Liga não, Berenice. Essas lágrimas são só seu amor e tudo que você tem de bom, transbordando de você.

Por mais que ela buscasse calma, não segurava o choro. Não se trata daquela gritaria desesperada ou daquela encolhida com os joelhos. A mocinha tremia de angústia, num chacoalhar quase imperceptível.

Berenice era uma menina tímida cheia de sonhos, morando numa casinha apertada daquela cidade grande. Grande como seus sonhos. Barulhenta como sua mente. Triste como seus olhos.

Pois é. Berê tinha olhos tristes.
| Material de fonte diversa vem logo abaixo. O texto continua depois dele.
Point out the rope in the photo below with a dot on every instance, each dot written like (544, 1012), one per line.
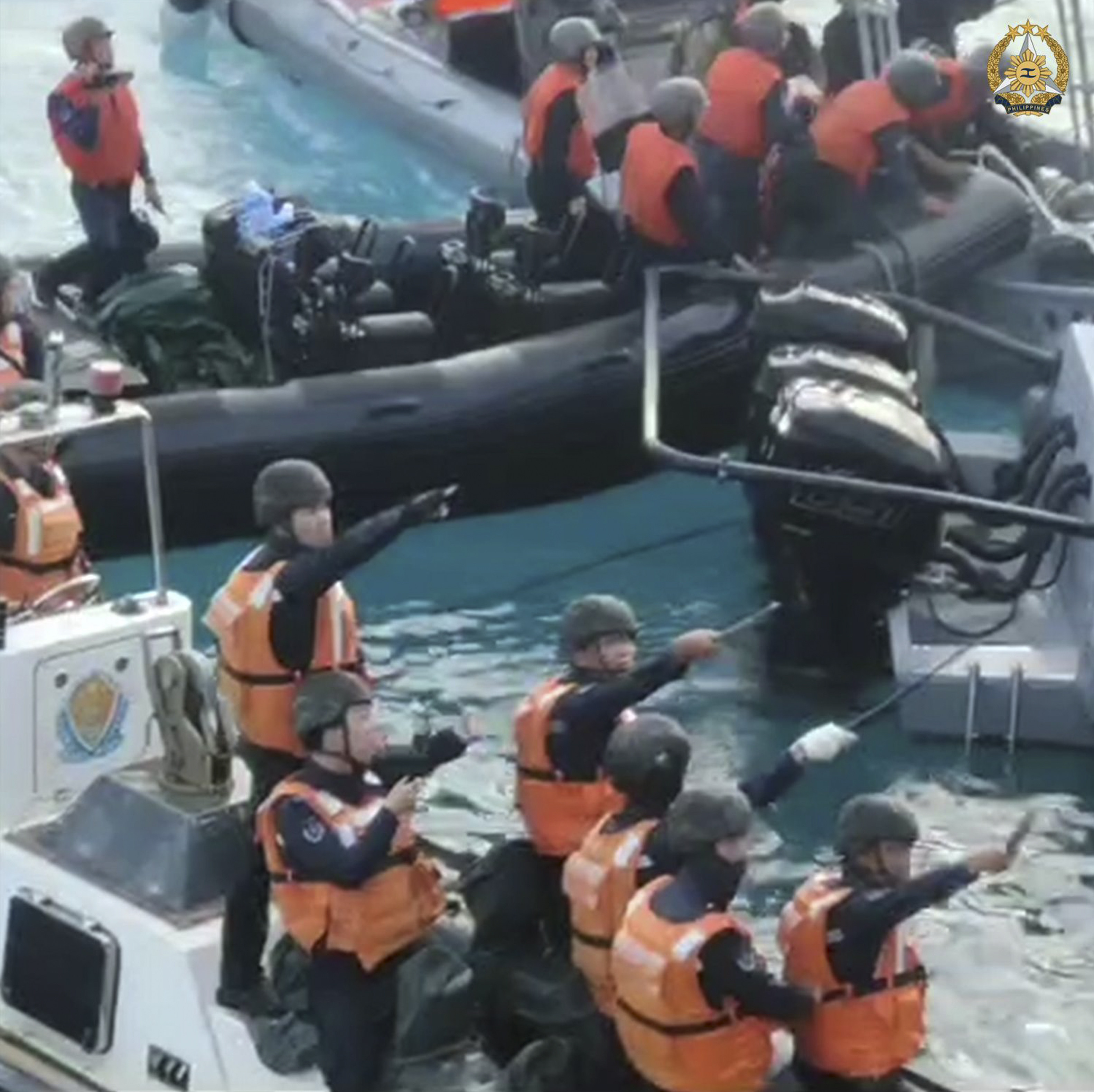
(574, 571)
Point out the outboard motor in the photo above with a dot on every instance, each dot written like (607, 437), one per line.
(484, 224)
(842, 559)
(809, 313)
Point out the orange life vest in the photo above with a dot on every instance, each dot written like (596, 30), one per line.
(855, 1033)
(600, 880)
(393, 910)
(48, 532)
(12, 356)
(116, 156)
(956, 110)
(845, 129)
(672, 1037)
(556, 81)
(557, 813)
(740, 82)
(450, 11)
(256, 684)
(650, 167)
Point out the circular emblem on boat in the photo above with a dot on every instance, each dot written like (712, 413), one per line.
(90, 724)
(1029, 86)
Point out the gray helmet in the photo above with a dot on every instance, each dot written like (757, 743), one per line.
(595, 617)
(322, 701)
(700, 820)
(570, 38)
(78, 35)
(649, 749)
(915, 79)
(870, 819)
(680, 103)
(287, 485)
(764, 28)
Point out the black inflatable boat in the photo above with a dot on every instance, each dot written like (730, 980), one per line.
(449, 367)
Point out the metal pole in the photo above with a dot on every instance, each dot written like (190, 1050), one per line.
(1086, 86)
(866, 43)
(651, 356)
(155, 512)
(1073, 99)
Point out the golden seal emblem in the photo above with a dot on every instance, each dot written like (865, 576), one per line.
(90, 725)
(1029, 86)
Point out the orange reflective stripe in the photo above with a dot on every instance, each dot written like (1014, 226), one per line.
(672, 1036)
(555, 81)
(557, 813)
(845, 129)
(393, 910)
(650, 167)
(600, 880)
(254, 682)
(740, 82)
(862, 1030)
(48, 532)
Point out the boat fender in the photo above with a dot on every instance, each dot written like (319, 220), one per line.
(811, 313)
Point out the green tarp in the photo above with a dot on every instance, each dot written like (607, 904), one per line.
(165, 322)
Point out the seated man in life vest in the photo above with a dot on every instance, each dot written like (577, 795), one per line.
(348, 879)
(41, 529)
(749, 114)
(667, 208)
(646, 763)
(281, 613)
(22, 353)
(861, 157)
(841, 938)
(965, 119)
(564, 728)
(695, 1005)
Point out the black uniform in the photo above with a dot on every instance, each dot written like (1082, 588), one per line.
(355, 1010)
(307, 576)
(861, 925)
(730, 966)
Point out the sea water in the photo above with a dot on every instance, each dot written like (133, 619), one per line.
(461, 619)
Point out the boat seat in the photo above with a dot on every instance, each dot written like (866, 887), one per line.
(405, 337)
(575, 301)
(194, 725)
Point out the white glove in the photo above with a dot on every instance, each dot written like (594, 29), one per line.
(823, 744)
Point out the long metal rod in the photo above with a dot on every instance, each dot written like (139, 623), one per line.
(155, 510)
(651, 356)
(721, 468)
(1073, 99)
(1086, 82)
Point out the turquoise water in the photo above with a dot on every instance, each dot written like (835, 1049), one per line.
(1014, 985)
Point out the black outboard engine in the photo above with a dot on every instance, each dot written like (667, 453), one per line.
(840, 559)
(860, 323)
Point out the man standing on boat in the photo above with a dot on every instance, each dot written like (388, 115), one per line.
(842, 938)
(41, 529)
(663, 198)
(284, 613)
(97, 128)
(349, 881)
(564, 728)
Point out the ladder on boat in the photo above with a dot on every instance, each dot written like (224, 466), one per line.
(1013, 707)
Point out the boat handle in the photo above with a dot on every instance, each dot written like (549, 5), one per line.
(398, 407)
(612, 360)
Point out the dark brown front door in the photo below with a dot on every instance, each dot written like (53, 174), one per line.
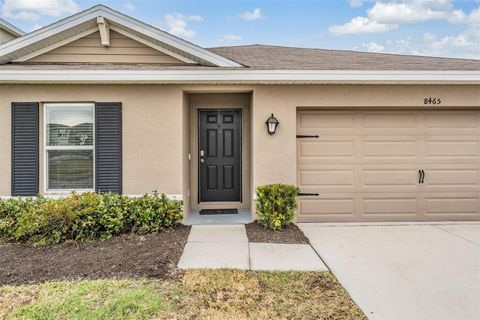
(220, 155)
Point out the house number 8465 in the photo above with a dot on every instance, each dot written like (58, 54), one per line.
(432, 101)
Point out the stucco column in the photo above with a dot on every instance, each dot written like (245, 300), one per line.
(273, 156)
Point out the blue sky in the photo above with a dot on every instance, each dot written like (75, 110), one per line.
(448, 28)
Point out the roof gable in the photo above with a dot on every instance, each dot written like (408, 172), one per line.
(121, 49)
(97, 19)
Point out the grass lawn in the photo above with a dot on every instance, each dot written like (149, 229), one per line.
(197, 294)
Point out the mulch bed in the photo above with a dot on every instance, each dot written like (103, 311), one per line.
(126, 256)
(290, 234)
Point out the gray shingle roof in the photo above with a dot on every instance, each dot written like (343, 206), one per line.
(276, 57)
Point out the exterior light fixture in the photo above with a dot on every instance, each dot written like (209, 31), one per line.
(272, 124)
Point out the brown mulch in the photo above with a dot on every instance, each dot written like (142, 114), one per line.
(290, 234)
(126, 256)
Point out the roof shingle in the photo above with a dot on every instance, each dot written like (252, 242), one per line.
(289, 58)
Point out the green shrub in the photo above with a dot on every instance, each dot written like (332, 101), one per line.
(276, 204)
(85, 217)
(152, 213)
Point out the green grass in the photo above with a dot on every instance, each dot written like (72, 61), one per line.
(198, 294)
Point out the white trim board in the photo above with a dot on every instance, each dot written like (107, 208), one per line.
(56, 45)
(9, 51)
(236, 76)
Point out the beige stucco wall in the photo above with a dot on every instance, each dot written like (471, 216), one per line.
(156, 129)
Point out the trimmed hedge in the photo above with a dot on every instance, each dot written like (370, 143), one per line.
(85, 217)
(276, 204)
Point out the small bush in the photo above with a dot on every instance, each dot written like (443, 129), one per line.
(276, 204)
(85, 217)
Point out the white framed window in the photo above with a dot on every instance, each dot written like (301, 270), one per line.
(69, 135)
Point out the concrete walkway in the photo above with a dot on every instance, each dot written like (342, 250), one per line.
(401, 271)
(227, 246)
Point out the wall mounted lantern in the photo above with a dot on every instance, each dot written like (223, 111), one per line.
(272, 124)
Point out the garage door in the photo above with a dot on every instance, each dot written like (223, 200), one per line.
(389, 165)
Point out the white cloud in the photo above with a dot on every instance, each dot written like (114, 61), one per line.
(465, 44)
(256, 14)
(177, 24)
(33, 10)
(361, 25)
(410, 11)
(356, 3)
(130, 6)
(230, 38)
(372, 47)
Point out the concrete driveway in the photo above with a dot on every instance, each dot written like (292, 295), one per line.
(416, 271)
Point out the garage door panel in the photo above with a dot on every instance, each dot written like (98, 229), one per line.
(389, 120)
(390, 205)
(326, 177)
(452, 204)
(390, 177)
(328, 206)
(327, 119)
(403, 149)
(451, 178)
(451, 149)
(327, 149)
(451, 119)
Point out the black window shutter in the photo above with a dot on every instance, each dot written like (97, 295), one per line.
(108, 147)
(25, 148)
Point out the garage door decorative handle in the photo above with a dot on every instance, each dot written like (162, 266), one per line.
(306, 194)
(421, 176)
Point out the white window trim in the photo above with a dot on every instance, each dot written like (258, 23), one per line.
(47, 148)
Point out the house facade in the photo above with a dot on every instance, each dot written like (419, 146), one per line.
(101, 101)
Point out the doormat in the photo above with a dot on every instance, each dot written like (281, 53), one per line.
(205, 212)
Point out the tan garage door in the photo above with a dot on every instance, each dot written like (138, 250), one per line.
(365, 165)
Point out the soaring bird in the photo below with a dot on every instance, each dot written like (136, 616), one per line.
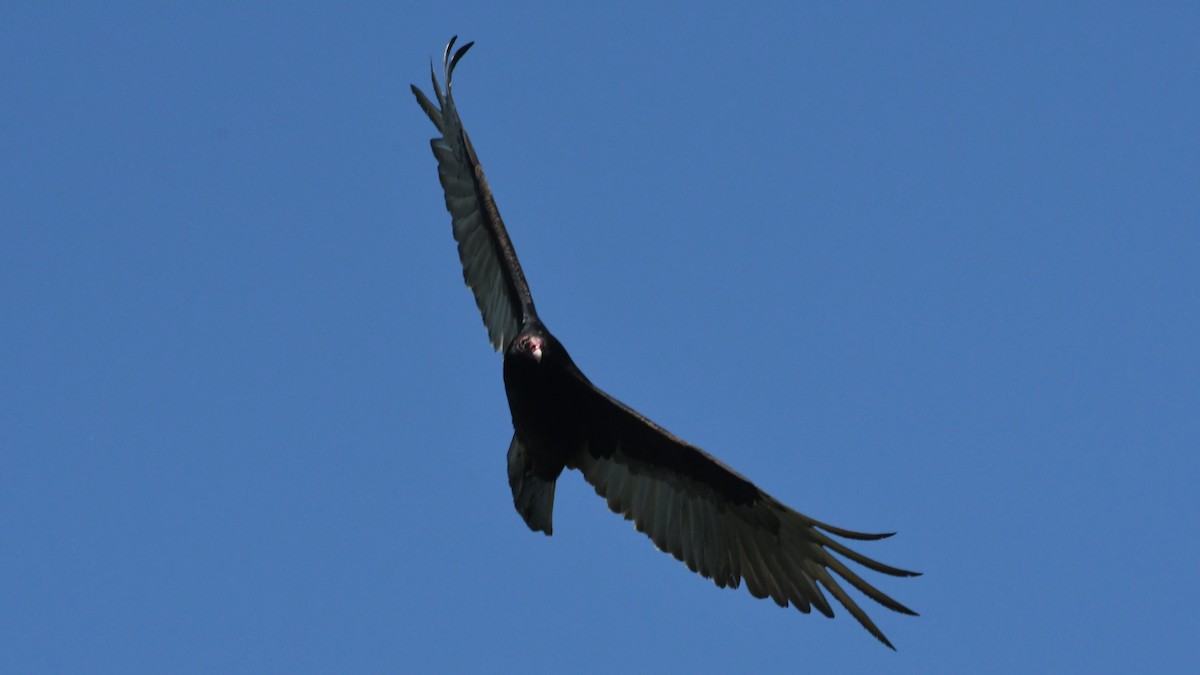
(687, 501)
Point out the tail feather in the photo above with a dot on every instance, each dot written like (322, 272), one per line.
(533, 496)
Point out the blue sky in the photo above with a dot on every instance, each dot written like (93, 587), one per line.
(930, 269)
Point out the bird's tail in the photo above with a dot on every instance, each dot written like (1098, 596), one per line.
(533, 496)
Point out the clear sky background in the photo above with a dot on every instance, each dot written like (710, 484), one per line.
(928, 269)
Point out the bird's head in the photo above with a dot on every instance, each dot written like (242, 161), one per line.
(531, 346)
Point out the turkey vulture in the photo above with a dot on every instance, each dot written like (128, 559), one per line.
(694, 507)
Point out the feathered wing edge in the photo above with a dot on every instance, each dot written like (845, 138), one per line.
(778, 551)
(490, 264)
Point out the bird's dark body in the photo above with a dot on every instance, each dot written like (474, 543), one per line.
(549, 412)
(691, 505)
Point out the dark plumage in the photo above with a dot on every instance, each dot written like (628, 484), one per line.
(694, 507)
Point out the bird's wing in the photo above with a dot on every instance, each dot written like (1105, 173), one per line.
(718, 523)
(490, 263)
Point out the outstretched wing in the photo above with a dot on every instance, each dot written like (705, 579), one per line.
(718, 523)
(490, 264)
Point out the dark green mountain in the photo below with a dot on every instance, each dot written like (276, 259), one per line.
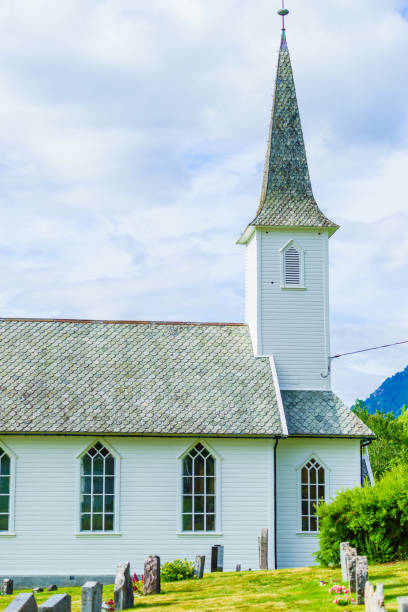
(391, 395)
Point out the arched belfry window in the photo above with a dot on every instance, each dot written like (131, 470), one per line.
(313, 491)
(292, 263)
(97, 499)
(5, 490)
(199, 490)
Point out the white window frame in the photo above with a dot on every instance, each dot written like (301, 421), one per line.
(12, 499)
(322, 464)
(118, 458)
(218, 488)
(299, 248)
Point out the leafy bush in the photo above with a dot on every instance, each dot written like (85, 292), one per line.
(373, 519)
(177, 570)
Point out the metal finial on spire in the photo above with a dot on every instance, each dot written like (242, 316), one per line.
(283, 12)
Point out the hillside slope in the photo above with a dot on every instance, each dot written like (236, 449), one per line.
(391, 395)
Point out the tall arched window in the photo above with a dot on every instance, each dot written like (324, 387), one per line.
(97, 489)
(199, 490)
(313, 491)
(5, 476)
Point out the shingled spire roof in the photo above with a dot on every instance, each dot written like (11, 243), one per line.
(287, 198)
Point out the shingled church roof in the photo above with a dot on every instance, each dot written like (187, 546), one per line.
(287, 198)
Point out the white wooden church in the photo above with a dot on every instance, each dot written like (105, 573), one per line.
(121, 439)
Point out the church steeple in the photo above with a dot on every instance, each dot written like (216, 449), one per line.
(287, 199)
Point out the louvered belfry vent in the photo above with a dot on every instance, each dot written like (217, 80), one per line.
(292, 266)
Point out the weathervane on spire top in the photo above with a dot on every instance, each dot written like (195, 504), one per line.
(283, 12)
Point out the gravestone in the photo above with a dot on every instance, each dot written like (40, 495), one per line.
(24, 602)
(199, 566)
(263, 549)
(217, 558)
(402, 604)
(123, 588)
(56, 603)
(151, 579)
(361, 578)
(7, 587)
(91, 597)
(344, 548)
(374, 599)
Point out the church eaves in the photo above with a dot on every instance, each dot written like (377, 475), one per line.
(287, 198)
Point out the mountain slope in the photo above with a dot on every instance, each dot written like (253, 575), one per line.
(391, 395)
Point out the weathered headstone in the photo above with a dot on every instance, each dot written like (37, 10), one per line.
(151, 579)
(24, 602)
(217, 558)
(91, 597)
(263, 549)
(199, 566)
(7, 586)
(361, 578)
(402, 604)
(344, 547)
(57, 603)
(374, 599)
(123, 588)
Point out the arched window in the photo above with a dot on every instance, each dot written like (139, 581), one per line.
(97, 489)
(5, 489)
(313, 491)
(199, 488)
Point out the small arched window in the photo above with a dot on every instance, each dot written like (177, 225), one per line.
(313, 492)
(97, 489)
(198, 511)
(5, 490)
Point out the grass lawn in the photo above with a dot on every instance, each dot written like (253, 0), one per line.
(295, 590)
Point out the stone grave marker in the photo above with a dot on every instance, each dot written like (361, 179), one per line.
(123, 588)
(7, 586)
(57, 603)
(199, 566)
(91, 597)
(263, 549)
(24, 602)
(151, 580)
(361, 578)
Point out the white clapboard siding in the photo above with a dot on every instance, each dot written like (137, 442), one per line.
(251, 290)
(47, 506)
(341, 457)
(294, 325)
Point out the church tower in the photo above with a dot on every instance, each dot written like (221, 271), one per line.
(287, 281)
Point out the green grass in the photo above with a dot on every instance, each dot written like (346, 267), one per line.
(296, 590)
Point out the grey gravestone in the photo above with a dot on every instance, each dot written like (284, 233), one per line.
(91, 597)
(123, 588)
(361, 578)
(57, 603)
(7, 587)
(151, 579)
(24, 602)
(199, 566)
(402, 604)
(344, 547)
(263, 549)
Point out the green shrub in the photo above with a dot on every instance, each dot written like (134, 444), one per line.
(373, 519)
(177, 570)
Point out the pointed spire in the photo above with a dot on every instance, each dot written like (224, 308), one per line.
(287, 198)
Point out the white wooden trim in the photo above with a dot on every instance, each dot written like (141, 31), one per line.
(279, 396)
(12, 494)
(117, 456)
(218, 490)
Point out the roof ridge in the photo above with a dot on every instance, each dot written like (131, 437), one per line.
(117, 322)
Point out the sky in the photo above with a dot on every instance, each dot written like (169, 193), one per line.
(132, 143)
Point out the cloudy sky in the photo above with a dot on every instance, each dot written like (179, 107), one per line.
(132, 140)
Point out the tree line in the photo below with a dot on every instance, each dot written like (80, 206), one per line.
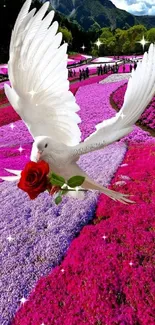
(114, 41)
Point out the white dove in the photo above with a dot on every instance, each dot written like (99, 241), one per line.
(40, 94)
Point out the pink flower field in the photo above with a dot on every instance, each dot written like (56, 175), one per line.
(147, 118)
(88, 262)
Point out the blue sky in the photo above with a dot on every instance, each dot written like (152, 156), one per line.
(136, 7)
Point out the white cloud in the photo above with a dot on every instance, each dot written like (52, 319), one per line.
(151, 11)
(136, 7)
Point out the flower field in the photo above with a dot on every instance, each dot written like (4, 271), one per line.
(147, 118)
(82, 262)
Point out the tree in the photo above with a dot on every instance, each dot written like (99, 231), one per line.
(67, 35)
(151, 35)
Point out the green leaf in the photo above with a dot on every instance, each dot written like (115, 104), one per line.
(75, 181)
(58, 199)
(57, 180)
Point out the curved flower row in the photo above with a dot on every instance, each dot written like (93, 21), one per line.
(35, 235)
(147, 118)
(107, 276)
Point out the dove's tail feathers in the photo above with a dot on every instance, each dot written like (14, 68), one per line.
(12, 96)
(116, 196)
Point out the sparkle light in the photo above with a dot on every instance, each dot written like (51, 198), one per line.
(143, 42)
(12, 126)
(23, 300)
(9, 238)
(20, 149)
(32, 93)
(98, 43)
(83, 47)
(122, 116)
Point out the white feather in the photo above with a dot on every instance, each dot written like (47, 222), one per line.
(140, 90)
(38, 63)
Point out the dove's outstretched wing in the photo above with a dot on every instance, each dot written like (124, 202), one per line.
(140, 90)
(38, 74)
(12, 178)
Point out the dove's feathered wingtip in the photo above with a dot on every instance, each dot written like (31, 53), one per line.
(17, 174)
(10, 178)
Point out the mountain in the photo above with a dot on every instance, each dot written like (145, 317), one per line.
(92, 14)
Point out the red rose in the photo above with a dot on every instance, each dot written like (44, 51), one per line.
(34, 178)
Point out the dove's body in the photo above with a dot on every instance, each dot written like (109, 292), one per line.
(40, 94)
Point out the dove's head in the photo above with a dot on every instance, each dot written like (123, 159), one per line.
(43, 146)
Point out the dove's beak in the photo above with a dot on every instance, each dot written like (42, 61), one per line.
(39, 153)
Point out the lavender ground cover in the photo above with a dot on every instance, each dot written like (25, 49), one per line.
(41, 231)
(97, 96)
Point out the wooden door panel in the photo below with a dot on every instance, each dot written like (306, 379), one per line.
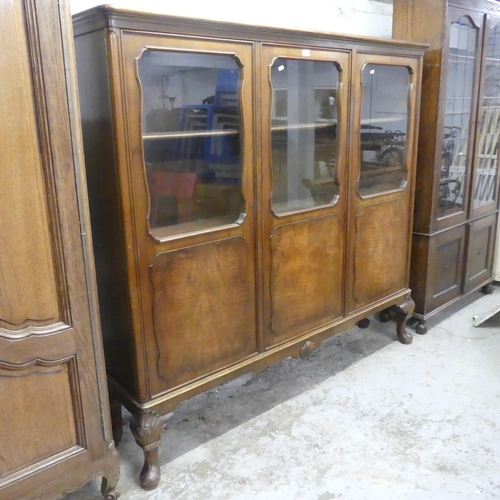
(306, 275)
(380, 251)
(382, 177)
(196, 286)
(204, 314)
(446, 255)
(303, 237)
(38, 424)
(481, 239)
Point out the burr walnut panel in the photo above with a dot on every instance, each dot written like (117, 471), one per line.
(26, 414)
(375, 245)
(446, 253)
(481, 236)
(306, 262)
(28, 293)
(197, 290)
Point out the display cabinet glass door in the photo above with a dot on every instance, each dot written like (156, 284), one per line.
(304, 124)
(457, 134)
(382, 152)
(485, 182)
(190, 127)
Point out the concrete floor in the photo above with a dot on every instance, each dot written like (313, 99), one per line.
(364, 418)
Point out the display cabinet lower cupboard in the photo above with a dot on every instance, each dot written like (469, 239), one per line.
(55, 428)
(251, 195)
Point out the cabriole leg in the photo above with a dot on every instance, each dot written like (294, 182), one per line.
(116, 421)
(147, 426)
(421, 328)
(403, 313)
(108, 487)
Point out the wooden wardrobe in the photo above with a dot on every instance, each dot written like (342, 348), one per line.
(54, 416)
(251, 194)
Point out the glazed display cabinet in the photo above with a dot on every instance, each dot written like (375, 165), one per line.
(456, 201)
(55, 428)
(246, 185)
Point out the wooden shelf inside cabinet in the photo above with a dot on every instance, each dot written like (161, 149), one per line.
(228, 233)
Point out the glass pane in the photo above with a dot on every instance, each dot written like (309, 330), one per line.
(489, 130)
(458, 107)
(384, 125)
(191, 134)
(304, 134)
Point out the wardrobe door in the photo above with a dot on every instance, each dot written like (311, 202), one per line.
(187, 189)
(381, 177)
(303, 196)
(54, 415)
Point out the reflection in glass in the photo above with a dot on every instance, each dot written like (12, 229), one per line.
(489, 132)
(384, 124)
(304, 134)
(459, 89)
(191, 135)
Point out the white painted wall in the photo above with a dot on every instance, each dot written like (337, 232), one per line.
(357, 17)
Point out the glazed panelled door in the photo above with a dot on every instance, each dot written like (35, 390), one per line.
(190, 176)
(51, 418)
(381, 179)
(304, 130)
(457, 156)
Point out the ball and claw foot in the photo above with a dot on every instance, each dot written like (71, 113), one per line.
(108, 488)
(403, 313)
(146, 427)
(384, 316)
(421, 328)
(363, 323)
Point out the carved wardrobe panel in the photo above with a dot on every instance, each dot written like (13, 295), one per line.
(54, 412)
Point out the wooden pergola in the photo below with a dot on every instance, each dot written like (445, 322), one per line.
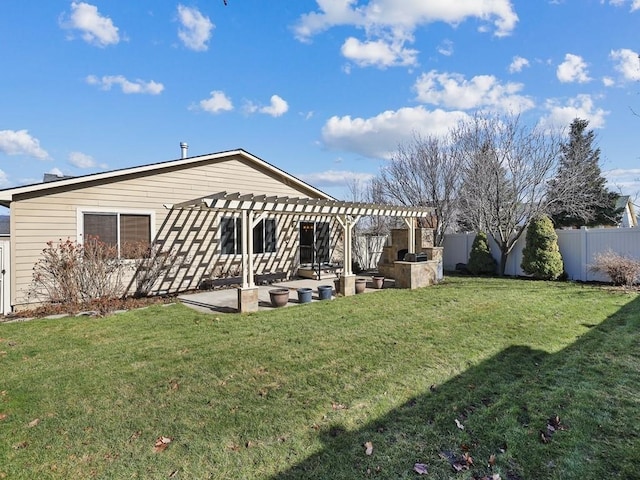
(254, 208)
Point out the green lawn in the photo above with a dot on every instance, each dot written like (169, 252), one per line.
(297, 392)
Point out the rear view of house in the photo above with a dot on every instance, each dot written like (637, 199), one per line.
(135, 205)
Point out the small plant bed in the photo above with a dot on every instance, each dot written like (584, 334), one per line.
(474, 378)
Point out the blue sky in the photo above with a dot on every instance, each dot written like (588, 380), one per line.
(325, 90)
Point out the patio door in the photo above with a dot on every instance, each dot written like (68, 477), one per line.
(314, 242)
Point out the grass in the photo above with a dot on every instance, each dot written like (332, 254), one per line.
(296, 392)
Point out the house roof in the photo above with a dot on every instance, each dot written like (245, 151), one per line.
(8, 195)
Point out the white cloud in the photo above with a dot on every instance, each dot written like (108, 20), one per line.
(196, 28)
(635, 4)
(277, 107)
(95, 29)
(4, 179)
(127, 86)
(627, 63)
(335, 178)
(453, 90)
(82, 160)
(446, 48)
(378, 53)
(581, 106)
(403, 17)
(573, 69)
(216, 103)
(19, 142)
(517, 64)
(390, 24)
(379, 136)
(624, 181)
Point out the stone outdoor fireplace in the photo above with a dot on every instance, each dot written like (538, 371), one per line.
(420, 268)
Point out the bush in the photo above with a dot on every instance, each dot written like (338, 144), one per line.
(622, 270)
(71, 273)
(541, 254)
(480, 260)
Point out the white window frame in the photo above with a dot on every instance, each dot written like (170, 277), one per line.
(80, 211)
(235, 218)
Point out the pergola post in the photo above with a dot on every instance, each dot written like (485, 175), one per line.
(248, 293)
(348, 278)
(411, 234)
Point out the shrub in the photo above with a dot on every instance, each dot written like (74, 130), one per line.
(71, 273)
(480, 260)
(621, 269)
(541, 254)
(150, 262)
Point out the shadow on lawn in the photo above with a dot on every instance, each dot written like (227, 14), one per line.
(507, 405)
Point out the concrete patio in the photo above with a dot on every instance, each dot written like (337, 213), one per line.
(226, 300)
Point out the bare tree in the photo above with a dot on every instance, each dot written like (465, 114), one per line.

Ela e toda uma geração carente de amor.

Pontinho na multidão, ela se camufla e até parece uma pessoa normal. Sinal verde. Caminhar pela cidade era sinônimo dr parar o tempo todo. A chuva fina escorre pelo seu cabelinho cacheado, rubros como suas bochechas. Berê ergue a cabeça e respira. Cheiro de asfalto molhado – quase tão bom quanto terra. Em poucos segundos ela viaja para outra dimensão e se deixa levar pelos sonhos.

Sinal vermelho.

Carros param, barulho de freadas, gente reclamando. Anda, Berê! Não anda. Apenas pensa nas tristezas da vida, na maldade das pessoas. Sinal verde. Ela caminha pela última vez na vida.

Entre gotas de chuva, lágrimas são tempero pra água.